At least the impact of predicting the name is lessened if one uses make-temp-file instead of make-temp-name on its own. An attacker cannot create a symlink pointing to a rogue location with the predicted name as that would trigger a file-already-exists error and make the function use the next random name. All they could do is read out the file afterwards iff they have the same permission as the user Emacs runs with. A symlink attack can only be executed successfully with a careless make-temp-name user, thankfully I’ve not been able to find one worth subverting on GitHub yet.
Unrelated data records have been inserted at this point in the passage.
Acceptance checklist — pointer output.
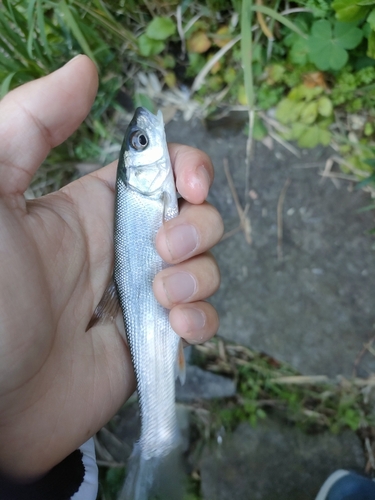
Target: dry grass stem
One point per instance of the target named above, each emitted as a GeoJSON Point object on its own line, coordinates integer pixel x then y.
{"type": "Point", "coordinates": [285, 144]}
{"type": "Point", "coordinates": [280, 204]}
{"type": "Point", "coordinates": [245, 221]}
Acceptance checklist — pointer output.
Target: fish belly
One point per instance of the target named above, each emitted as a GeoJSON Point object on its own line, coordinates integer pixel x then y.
{"type": "Point", "coordinates": [152, 342]}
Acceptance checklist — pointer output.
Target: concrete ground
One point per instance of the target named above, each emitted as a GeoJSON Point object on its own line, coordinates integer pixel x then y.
{"type": "Point", "coordinates": [312, 308]}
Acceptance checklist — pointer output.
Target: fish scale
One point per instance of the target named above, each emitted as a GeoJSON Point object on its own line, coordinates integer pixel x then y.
{"type": "Point", "coordinates": [145, 197]}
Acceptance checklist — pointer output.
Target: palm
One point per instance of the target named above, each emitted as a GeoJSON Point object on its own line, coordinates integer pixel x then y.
{"type": "Point", "coordinates": [63, 263]}
{"type": "Point", "coordinates": [58, 383]}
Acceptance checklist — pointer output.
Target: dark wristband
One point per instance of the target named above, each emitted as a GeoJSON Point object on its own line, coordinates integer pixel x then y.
{"type": "Point", "coordinates": [60, 483]}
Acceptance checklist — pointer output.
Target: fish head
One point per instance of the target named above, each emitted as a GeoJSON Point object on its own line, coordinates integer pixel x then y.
{"type": "Point", "coordinates": [144, 159]}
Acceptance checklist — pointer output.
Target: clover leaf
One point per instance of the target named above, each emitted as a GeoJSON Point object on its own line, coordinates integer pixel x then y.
{"type": "Point", "coordinates": [350, 10]}
{"type": "Point", "coordinates": [327, 49]}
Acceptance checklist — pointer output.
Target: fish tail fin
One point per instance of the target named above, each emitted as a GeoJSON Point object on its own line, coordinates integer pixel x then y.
{"type": "Point", "coordinates": [161, 475]}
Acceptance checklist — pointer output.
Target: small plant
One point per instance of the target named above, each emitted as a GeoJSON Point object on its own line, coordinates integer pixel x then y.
{"type": "Point", "coordinates": [309, 112]}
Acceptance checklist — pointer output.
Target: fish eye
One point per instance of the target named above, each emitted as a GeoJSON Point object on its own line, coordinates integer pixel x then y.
{"type": "Point", "coordinates": [139, 140]}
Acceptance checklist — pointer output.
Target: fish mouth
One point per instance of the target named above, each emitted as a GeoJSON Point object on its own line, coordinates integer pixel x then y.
{"type": "Point", "coordinates": [144, 118]}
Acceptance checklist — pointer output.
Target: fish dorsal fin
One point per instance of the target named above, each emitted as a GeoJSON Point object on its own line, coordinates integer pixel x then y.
{"type": "Point", "coordinates": [108, 307]}
{"type": "Point", "coordinates": [180, 363]}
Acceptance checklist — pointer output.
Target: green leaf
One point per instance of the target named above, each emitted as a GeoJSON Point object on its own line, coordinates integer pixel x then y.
{"type": "Point", "coordinates": [371, 45]}
{"type": "Point", "coordinates": [325, 107]}
{"type": "Point", "coordinates": [313, 136]}
{"type": "Point", "coordinates": [327, 49]}
{"type": "Point", "coordinates": [278, 17]}
{"type": "Point", "coordinates": [349, 10]}
{"type": "Point", "coordinates": [288, 111]}
{"type": "Point", "coordinates": [347, 35]}
{"type": "Point", "coordinates": [309, 113]}
{"type": "Point", "coordinates": [298, 53]}
{"type": "Point", "coordinates": [42, 31]}
{"type": "Point", "coordinates": [74, 28]}
{"type": "Point", "coordinates": [149, 46]}
{"type": "Point", "coordinates": [371, 19]}
{"type": "Point", "coordinates": [160, 28]}
{"type": "Point", "coordinates": [6, 84]}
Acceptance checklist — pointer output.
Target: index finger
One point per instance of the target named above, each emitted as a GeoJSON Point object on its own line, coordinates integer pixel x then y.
{"type": "Point", "coordinates": [193, 171]}
{"type": "Point", "coordinates": [192, 167]}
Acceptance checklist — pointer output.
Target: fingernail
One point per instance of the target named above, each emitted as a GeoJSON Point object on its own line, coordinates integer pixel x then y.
{"type": "Point", "coordinates": [179, 286]}
{"type": "Point", "coordinates": [195, 320]}
{"type": "Point", "coordinates": [204, 178]}
{"type": "Point", "coordinates": [182, 240]}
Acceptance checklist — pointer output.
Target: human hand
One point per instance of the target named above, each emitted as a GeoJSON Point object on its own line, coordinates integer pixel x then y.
{"type": "Point", "coordinates": [58, 383]}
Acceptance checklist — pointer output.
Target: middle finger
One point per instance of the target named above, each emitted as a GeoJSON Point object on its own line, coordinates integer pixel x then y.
{"type": "Point", "coordinates": [195, 230]}
{"type": "Point", "coordinates": [191, 281]}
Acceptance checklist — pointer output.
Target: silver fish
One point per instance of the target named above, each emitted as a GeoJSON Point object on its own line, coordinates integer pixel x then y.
{"type": "Point", "coordinates": [145, 198]}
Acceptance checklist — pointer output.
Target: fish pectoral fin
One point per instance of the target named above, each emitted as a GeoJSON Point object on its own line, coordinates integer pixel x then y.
{"type": "Point", "coordinates": [181, 363]}
{"type": "Point", "coordinates": [107, 309]}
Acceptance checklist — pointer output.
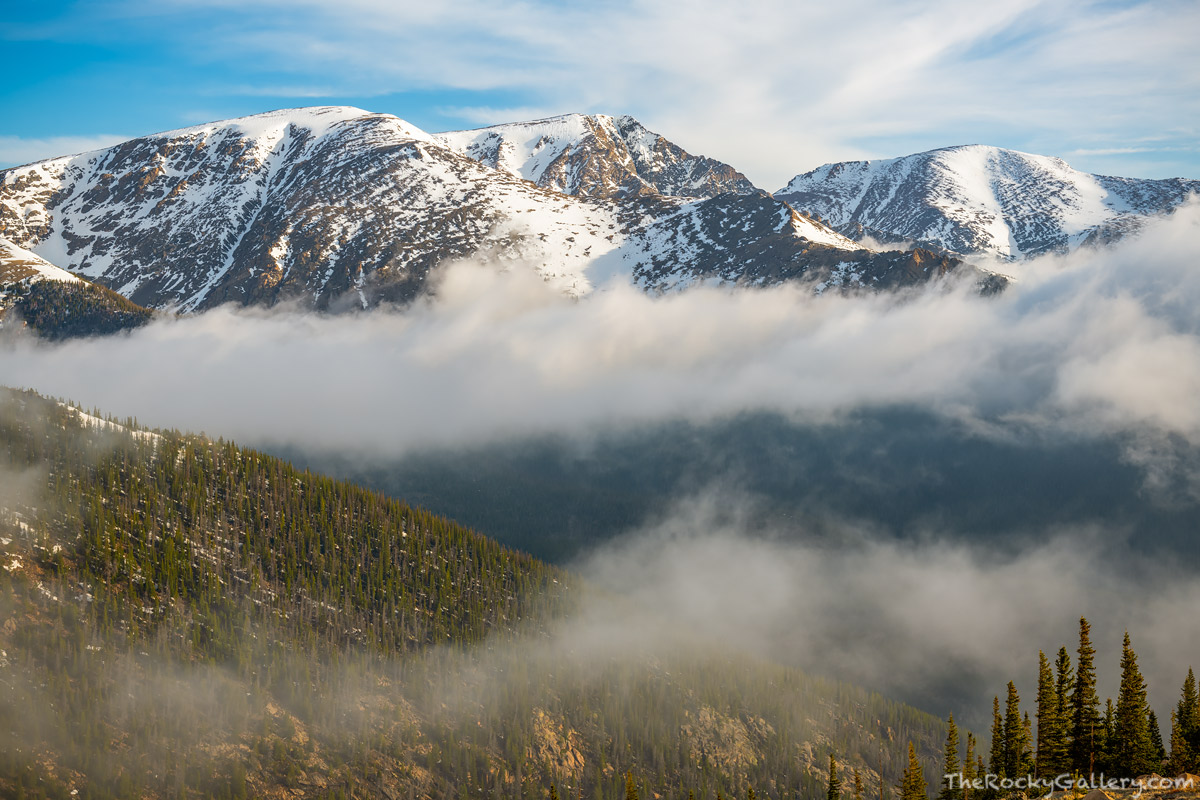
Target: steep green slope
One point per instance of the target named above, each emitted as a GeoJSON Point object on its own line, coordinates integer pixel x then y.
{"type": "Point", "coordinates": [187, 618]}
{"type": "Point", "coordinates": [57, 310]}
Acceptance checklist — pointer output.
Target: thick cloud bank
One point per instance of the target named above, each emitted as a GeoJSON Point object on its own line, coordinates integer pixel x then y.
{"type": "Point", "coordinates": [1098, 341]}
{"type": "Point", "coordinates": [940, 624]}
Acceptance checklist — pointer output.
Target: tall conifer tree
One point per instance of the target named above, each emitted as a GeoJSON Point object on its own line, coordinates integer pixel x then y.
{"type": "Point", "coordinates": [1181, 753]}
{"type": "Point", "coordinates": [1186, 728]}
{"type": "Point", "coordinates": [834, 791]}
{"type": "Point", "coordinates": [999, 750]}
{"type": "Point", "coordinates": [912, 786]}
{"type": "Point", "coordinates": [1086, 729]}
{"type": "Point", "coordinates": [1156, 741]}
{"type": "Point", "coordinates": [1132, 747]}
{"type": "Point", "coordinates": [1053, 746]}
{"type": "Point", "coordinates": [1017, 739]}
{"type": "Point", "coordinates": [969, 768]}
{"type": "Point", "coordinates": [951, 763]}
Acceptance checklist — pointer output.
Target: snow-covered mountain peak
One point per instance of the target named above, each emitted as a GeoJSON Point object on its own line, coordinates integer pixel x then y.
{"type": "Point", "coordinates": [982, 199]}
{"type": "Point", "coordinates": [18, 265]}
{"type": "Point", "coordinates": [597, 155]}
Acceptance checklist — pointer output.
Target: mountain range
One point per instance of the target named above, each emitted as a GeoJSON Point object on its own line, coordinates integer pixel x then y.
{"type": "Point", "coordinates": [339, 208]}
{"type": "Point", "coordinates": [976, 199]}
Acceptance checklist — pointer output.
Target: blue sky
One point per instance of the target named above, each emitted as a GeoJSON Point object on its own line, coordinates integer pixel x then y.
{"type": "Point", "coordinates": [772, 88]}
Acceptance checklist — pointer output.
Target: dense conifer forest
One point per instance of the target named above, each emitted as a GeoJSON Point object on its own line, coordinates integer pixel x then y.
{"type": "Point", "coordinates": [60, 310]}
{"type": "Point", "coordinates": [1069, 735]}
{"type": "Point", "coordinates": [185, 618]}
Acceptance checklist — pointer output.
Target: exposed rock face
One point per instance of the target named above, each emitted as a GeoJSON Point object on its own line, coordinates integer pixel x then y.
{"type": "Point", "coordinates": [341, 208]}
{"type": "Point", "coordinates": [981, 199]}
{"type": "Point", "coordinates": [598, 156]}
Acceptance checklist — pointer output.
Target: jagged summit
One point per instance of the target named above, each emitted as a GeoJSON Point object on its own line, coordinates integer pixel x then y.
{"type": "Point", "coordinates": [982, 199]}
{"type": "Point", "coordinates": [336, 206]}
{"type": "Point", "coordinates": [595, 155]}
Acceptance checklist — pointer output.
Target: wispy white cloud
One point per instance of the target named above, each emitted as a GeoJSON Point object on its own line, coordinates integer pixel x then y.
{"type": "Point", "coordinates": [21, 150]}
{"type": "Point", "coordinates": [773, 86]}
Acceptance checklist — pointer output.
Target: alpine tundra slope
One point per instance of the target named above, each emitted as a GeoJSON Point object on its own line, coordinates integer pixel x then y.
{"type": "Point", "coordinates": [339, 206]}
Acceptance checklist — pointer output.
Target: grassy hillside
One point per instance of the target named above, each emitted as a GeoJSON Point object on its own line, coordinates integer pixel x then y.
{"type": "Point", "coordinates": [185, 618]}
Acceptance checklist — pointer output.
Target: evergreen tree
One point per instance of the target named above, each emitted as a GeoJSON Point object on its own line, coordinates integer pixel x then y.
{"type": "Point", "coordinates": [912, 785]}
{"type": "Point", "coordinates": [969, 768]}
{"type": "Point", "coordinates": [949, 762]}
{"type": "Point", "coordinates": [1104, 756]}
{"type": "Point", "coordinates": [1181, 753]}
{"type": "Point", "coordinates": [1156, 741]}
{"type": "Point", "coordinates": [1086, 732]}
{"type": "Point", "coordinates": [1132, 747]}
{"type": "Point", "coordinates": [1015, 734]}
{"type": "Point", "coordinates": [1186, 728]}
{"type": "Point", "coordinates": [834, 791]}
{"type": "Point", "coordinates": [999, 745]}
{"type": "Point", "coordinates": [1059, 758]}
{"type": "Point", "coordinates": [1051, 757]}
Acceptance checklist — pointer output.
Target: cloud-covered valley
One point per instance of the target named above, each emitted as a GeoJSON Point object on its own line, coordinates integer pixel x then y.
{"type": "Point", "coordinates": [1098, 341]}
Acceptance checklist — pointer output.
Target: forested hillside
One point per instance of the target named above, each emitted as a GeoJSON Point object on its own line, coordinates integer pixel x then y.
{"type": "Point", "coordinates": [57, 310]}
{"type": "Point", "coordinates": [185, 618]}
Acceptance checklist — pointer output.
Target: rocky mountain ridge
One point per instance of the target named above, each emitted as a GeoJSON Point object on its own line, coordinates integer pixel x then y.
{"type": "Point", "coordinates": [339, 208]}
{"type": "Point", "coordinates": [977, 199]}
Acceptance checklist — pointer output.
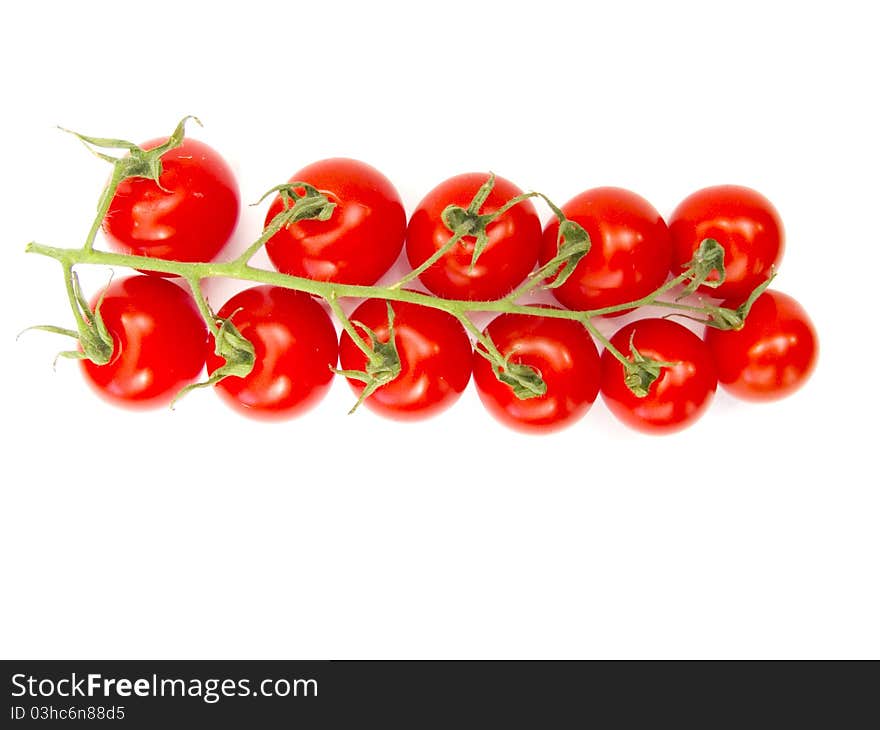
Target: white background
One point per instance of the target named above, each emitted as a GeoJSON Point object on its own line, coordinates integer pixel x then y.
{"type": "Point", "coordinates": [199, 534]}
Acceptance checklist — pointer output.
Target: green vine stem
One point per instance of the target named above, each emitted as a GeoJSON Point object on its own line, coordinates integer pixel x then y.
{"type": "Point", "coordinates": [302, 201]}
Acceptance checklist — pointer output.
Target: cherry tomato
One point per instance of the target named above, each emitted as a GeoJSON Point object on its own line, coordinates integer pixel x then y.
{"type": "Point", "coordinates": [509, 256]}
{"type": "Point", "coordinates": [159, 342]}
{"type": "Point", "coordinates": [772, 355]}
{"type": "Point", "coordinates": [295, 347]}
{"type": "Point", "coordinates": [564, 355]}
{"type": "Point", "coordinates": [682, 392]}
{"type": "Point", "coordinates": [362, 238]}
{"type": "Point", "coordinates": [630, 249]}
{"type": "Point", "coordinates": [435, 359]}
{"type": "Point", "coordinates": [190, 217]}
{"type": "Point", "coordinates": [743, 221]}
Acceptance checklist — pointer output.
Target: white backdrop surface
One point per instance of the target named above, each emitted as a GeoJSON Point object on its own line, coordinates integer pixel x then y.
{"type": "Point", "coordinates": [199, 534]}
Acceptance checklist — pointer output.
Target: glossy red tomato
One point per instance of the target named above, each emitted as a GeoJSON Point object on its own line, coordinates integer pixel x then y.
{"type": "Point", "coordinates": [630, 249]}
{"type": "Point", "coordinates": [772, 355]}
{"type": "Point", "coordinates": [362, 238]}
{"type": "Point", "coordinates": [683, 391]}
{"type": "Point", "coordinates": [159, 342]}
{"type": "Point", "coordinates": [435, 359]}
{"type": "Point", "coordinates": [295, 347]}
{"type": "Point", "coordinates": [564, 355]}
{"type": "Point", "coordinates": [511, 253]}
{"type": "Point", "coordinates": [190, 217]}
{"type": "Point", "coordinates": [743, 221]}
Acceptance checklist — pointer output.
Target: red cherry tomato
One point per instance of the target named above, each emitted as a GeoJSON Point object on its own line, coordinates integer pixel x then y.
{"type": "Point", "coordinates": [159, 342]}
{"type": "Point", "coordinates": [362, 238]}
{"type": "Point", "coordinates": [435, 359]}
{"type": "Point", "coordinates": [561, 351]}
{"type": "Point", "coordinates": [683, 391]}
{"type": "Point", "coordinates": [295, 347]}
{"type": "Point", "coordinates": [514, 241]}
{"type": "Point", "coordinates": [743, 221]}
{"type": "Point", "coordinates": [772, 355]}
{"type": "Point", "coordinates": [189, 216]}
{"type": "Point", "coordinates": [630, 249]}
Thanks to dale on #emacs for bringing this to my attention!


The Dude Abides

15/05/2017

While crafting another patch for cc-mode, I stumbled upon the following:

;; RMS says don't make these the default.
;; (April 2006): RMS has now approved these commands as defaults.
(unless (memq 'argumentative-bod-function c-emacs-features)
  (define-key c-mode-base-map "\e\C-a"    'c-beginning-of-defun)
  (define-key c-mode-base-map "\e\C-e"    'c-end-of-defun))

I’ve seen this kind of thing before, but it keeps puzzling me. Why would you:

  • Put a comment there about not making the following a default
  • Put a clarifying comment how these have been approved as defaults now
  • Keep both comments to trip up future readers

Any other project I’m involved in would immediately remove that commentary. Emacs is the only one where suggesting such drastic action would yield a lengthy bikeshedding discussion about the merits of pre-VCS traditions and how keeping them will toughen up whoever may join in the collaborative development effort. Yes, seriously.


Less Than Exceptional

26/02/2017

As of a few weeks ago, I’ve become part of Evil’s new maintainer team. Most of the bugs we get are not quite Evil’s fault, but rather that of other components it relies upon, such as Emacs. #785 is a perfect example of this observation. Take a look at the sources of the function responsible for the reported behavior and see whether you can find what’s wrong about it:

DEFUN ("lookup-key", Flookup_key, Slookup_key, 2, 3, 0,
       doc: ...)
  (Lisp_Object keymap, Lisp_Object key, Lisp_Object accept_default)
{
  ptrdiff_t idx;
  Lisp_Object cmd;
  Lisp_Object c;
  ptrdiff_t length;
  bool t_ok = !NILP (accept_default);

  keymap = get_keymap (keymap, 1, 1);

  length = CHECK_VECTOR_OR_STRING (key);
  if (length == 0)
    return keymap;

  idx = 0;
  while (1)
    {
      c = Faref (key, make_number (idx++));

      if (CONSP (c) && lucid_event_type_list_p (c))
        c = Fevent_convert_list (c);

      /* Turn the 8th bit of string chars into a meta modifier.  */
      if (STRINGP (key) && XINT (c) & 0x80 && !STRING_MULTIBYTE (key))
        XSETINT (c, (XINT (c) | meta_modifier) & ~0x80);

      /* Allow string since binding for `menu-bar-select-buffer'
         includes the buffer name in the key sequence.  */
      if (!INTEGERP (c) && !SYMBOLP (c) && !CONSP (c) && !STRINGP (c))
        message_with_string ("Key sequence contains invalid event %s", c, 1);

      cmd = access_keymap (keymap, c, t_ok, 0, 1);
      if (idx == length)
        return cmd;

      keymap = get_keymap (cmd, 0, 1);
      if (!CONSP (keymap))
        return make_number (idx);

      maybe_quit ();
    }
}

If you haven’t spotted it, the function never signals an exception for the exceptional case of an invalid key sequence. Instead, it returns one of the few types that aren’t allowed in a definition, namely an integer. It’s up to the caller to handle this case on their own, something the majority of Emacs packages rightfully neglect to do as even + informs you about invalid input. This design decision reeks of the many ways of signalling errors in C and worse, cannot be properly fixed as there’s code inside Emacs relying on the integer return type. There is even a lookup-key-ignore-too-long in Emacs core that looks a lot like what I wrote, but it’s part of menu-bar.el for whatever reason and not advertised at all.

tl;dr: In-band signalling sucks big time.